Since the liberalisation and the opening up of the Indian economy in the early 90's the tourism industry has picked up considerably. India attracts around 2.4 m tourist visitors every year. This, however, accounts for a miniscule share of world tourist arrivals at around 625 m per annum. Considering that India has a lot to offer in terms of its rich and diverse culture its scope has been vastly untapped. The reasons being inadequate infrastructure facilities, no concerted marketing efforts, inadequate safety measures, low quality public services and expensive hotel tariffs due to high expenditure and luxury taxes.

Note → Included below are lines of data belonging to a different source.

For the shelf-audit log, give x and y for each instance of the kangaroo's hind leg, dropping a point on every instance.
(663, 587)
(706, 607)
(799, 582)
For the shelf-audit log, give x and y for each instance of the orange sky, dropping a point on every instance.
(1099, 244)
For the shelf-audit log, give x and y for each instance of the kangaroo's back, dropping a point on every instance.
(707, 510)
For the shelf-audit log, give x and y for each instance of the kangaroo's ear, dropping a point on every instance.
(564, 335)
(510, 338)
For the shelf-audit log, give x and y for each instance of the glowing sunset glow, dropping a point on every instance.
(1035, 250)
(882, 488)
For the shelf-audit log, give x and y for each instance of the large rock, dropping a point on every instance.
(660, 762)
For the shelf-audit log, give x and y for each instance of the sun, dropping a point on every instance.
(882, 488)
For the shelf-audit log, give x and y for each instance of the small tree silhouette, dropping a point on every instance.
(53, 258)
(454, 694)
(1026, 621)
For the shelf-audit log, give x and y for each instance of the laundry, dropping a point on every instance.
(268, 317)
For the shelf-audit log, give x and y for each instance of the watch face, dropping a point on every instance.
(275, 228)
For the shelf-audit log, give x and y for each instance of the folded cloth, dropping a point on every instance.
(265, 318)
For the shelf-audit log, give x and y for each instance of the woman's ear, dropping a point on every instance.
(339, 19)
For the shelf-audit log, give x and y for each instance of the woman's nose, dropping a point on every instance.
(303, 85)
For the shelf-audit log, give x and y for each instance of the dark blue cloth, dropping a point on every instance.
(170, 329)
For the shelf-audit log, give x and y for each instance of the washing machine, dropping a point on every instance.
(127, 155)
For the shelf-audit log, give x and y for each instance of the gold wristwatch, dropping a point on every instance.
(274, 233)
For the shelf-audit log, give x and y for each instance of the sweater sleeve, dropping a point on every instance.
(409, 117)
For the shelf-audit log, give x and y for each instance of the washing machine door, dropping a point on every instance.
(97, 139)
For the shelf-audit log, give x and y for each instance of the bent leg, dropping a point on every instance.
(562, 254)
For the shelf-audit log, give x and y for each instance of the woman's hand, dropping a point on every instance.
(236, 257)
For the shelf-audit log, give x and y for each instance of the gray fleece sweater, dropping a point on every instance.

Tourism is the largest industry in the world and as per the World Travel & Tourism Council and World Economic Forum, generates 10 percent of global GDP and employment. In South Asia, the forecast is that by 2010, tourism and hospitality will contribute to around 12 percent of the region's GDP and 10.5 percent of total employment. The fact remains that tourism is important from the point of view of India's economy too as it is India's third largest earner of foreign exchange. If serious steps are taken to promote India as a prime tourist destination as is being done by other countries in Asia like Thailand, Singapore and Hong Kong, India's tourist arrivals can go up many times.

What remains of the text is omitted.